Light is everything. Recognizing the gift and knowing how to react makes extraordinary pictures of ordinary subjects.

Australian LightThe quality of light on the continent of Australia is a real and worthy subject. The land mass is the size of the continental United States, but populated by only 20 million people, mostly settled in five main cities around the coast. That leaves vast areas of Australia without industry or pollution. The nearest continent is pristine Antarctica. The sunset image on the opening pages of this article is taken from a vantage point looking out on the Indian Ocean and the next land that the sun will touch is East Africa thousands of miles away. The result is a clarity of light that's extraordinary, perhaps something that Americans experienced years ago. When a friend and notable photographer, Bob Krist, first spoke to me about Singh-Ray Color Intensifier filters, I remarked that I wasn't sure I could use them with the intensity of Australian light and the red earth without committing overkill. It's gratifying when nature doesn't need enhancement and the only photographic challenge is to shape your subject into a picture; when all you need is an acutely resolving lens and an artistic vision.

Sundown Down Under

Surfers like Todd Burrows were the first to bring the waves of Margaret River to world attention and, subsequently, a free-spirited alternative culture dominated the area until the region was discovered to be suitable for growing wine grapes in the late '60s. Today, thanks to the counterculture heritage, local people are concerned about conservation and preservation. For my Margaret River book, I teamed with a photographer friend, and one evening we stood on the beach looking out at this developing sunset south of Perth in Western Australia. As a photographer, people expect you to get excited about sunsets as a matter of course. To me, a sunset is a sunset, something to be enjoyed for its own sake, but not picture-worthy unless you do something extraordinary with it—or unless you're with another photographer and there's a bit of competition. While my friend worked on a panoramic view, I elected to get right down to the water, found a couple of rocks for a foreground, stuck my tripod legs in the water and waited for the right moment. A slow 1/15 sec. shutter speed recorded the motion of the waves while the low vantage point involved the action of the water rather than viewing it from afar.
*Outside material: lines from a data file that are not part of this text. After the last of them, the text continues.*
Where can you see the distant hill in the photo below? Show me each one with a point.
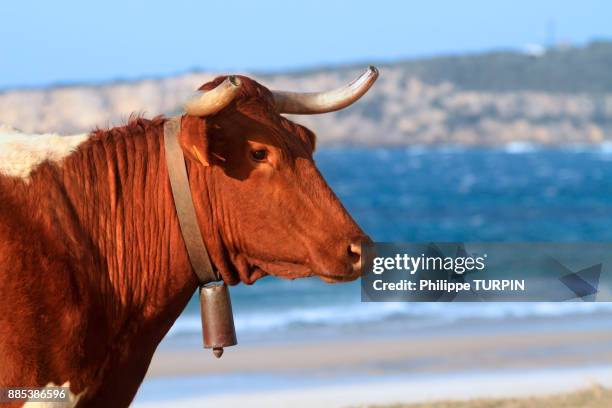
(562, 96)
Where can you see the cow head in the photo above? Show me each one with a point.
(256, 184)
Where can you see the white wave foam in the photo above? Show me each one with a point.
(363, 313)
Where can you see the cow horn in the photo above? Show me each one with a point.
(211, 102)
(310, 103)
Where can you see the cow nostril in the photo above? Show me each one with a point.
(354, 251)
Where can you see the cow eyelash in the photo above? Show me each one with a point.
(259, 155)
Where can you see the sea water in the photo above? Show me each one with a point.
(418, 194)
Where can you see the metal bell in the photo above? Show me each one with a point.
(217, 318)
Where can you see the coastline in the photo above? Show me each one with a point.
(521, 357)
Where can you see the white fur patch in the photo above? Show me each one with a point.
(72, 399)
(21, 153)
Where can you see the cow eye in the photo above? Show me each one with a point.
(259, 154)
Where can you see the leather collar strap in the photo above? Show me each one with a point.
(183, 201)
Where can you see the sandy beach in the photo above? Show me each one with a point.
(520, 357)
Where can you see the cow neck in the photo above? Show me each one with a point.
(183, 202)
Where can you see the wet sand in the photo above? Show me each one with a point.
(481, 360)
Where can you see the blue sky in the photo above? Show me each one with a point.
(61, 41)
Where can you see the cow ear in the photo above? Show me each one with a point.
(194, 140)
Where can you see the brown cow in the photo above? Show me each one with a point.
(93, 267)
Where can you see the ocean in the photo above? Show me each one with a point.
(415, 194)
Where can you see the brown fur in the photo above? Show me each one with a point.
(93, 269)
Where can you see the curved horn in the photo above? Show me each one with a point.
(211, 102)
(310, 103)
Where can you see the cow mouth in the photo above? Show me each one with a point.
(283, 269)
(294, 270)
(332, 278)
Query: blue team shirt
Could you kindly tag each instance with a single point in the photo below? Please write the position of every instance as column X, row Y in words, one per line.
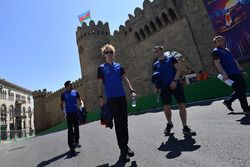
column 226, row 60
column 111, row 74
column 165, row 70
column 70, row 99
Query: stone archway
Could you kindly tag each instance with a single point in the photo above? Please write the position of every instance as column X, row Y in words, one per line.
column 3, row 122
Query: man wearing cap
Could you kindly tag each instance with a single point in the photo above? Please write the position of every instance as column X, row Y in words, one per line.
column 166, row 77
column 70, row 107
column 110, row 77
column 230, row 69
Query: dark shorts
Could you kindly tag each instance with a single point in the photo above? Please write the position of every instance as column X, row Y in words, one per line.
column 166, row 94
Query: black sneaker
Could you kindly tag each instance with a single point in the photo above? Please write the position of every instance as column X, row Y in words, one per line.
column 168, row 129
column 130, row 152
column 228, row 105
column 72, row 152
column 188, row 131
column 124, row 158
column 77, row 145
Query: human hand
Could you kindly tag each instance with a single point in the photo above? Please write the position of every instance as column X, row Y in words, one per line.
column 244, row 74
column 101, row 101
column 133, row 94
column 173, row 85
column 225, row 77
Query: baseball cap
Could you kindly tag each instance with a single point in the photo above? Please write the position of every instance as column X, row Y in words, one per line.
column 67, row 83
column 158, row 47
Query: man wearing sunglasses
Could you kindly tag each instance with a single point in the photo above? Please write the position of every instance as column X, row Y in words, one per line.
column 110, row 77
column 70, row 107
column 230, row 69
column 166, row 77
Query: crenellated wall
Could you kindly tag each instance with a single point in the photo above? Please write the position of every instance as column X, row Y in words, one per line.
column 178, row 25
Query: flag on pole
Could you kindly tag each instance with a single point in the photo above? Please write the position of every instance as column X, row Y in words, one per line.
column 84, row 16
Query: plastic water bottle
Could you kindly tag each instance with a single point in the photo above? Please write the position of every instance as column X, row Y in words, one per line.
column 133, row 101
column 229, row 82
column 158, row 97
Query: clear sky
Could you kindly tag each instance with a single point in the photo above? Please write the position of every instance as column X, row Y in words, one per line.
column 37, row 38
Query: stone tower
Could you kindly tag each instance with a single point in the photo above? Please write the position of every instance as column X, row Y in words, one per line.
column 179, row 25
column 89, row 40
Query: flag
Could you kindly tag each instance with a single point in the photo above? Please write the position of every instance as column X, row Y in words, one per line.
column 84, row 16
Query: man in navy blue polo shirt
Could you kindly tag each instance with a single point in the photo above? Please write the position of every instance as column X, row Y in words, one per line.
column 69, row 105
column 166, row 76
column 110, row 77
column 230, row 69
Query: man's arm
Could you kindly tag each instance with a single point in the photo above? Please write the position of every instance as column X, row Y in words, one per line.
column 238, row 65
column 178, row 68
column 100, row 91
column 220, row 68
column 62, row 105
column 244, row 73
column 81, row 101
column 128, row 84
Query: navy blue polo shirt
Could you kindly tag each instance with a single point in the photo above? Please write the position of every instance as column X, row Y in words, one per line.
column 70, row 99
column 226, row 60
column 111, row 74
column 166, row 70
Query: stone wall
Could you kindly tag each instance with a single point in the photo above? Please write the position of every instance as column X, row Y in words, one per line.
column 178, row 25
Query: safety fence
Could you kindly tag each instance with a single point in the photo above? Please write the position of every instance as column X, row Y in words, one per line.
column 212, row 88
column 12, row 136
The composition and wide-angle distortion draws a connection between clouds and surf.

A River Runs Through It

Often, when you're photographing for a book project or a magazine assignment, or on your own vacation, there are ordinary locations that need to be included to complete the picture story, but don't easily lend themselves to extraordinary photographs. One such place is Warburton near Melbourne, where the Yarra River runs through the little town. I had passed through on several occasions, but an opportunity never presented itself until this day, when someone was burning leaves near a bridge crossing and a fisherman had waded into the river. Suddenly, I saw my picture. I say suddenly because although this photograph sits on a still page as an everlasting moment in time, my job was to react quickly. It was one of those instances when God served up a perfect opportunity and I was hurtling down the highway at 60 mph when I first saw it. As I stopped and ran to the bridge, I actually was nervous that the smoke would clear. I literally had maybe three minutes to make some spot-meter readings and expose the end of the roll before the fisherman left the river and the smoke cleared. As a professional, you must know how to get the exposure right. You can't bracket exposures in these fluid situations because you run the risk of an imperfect exposure coinciding with the perfect cast of the fisherman or the perfect rays penetrating the smoke.

Furthermore, when you fall upon an opportunity, you have to take it when you see it. Never count on tomorrow because it won't be there.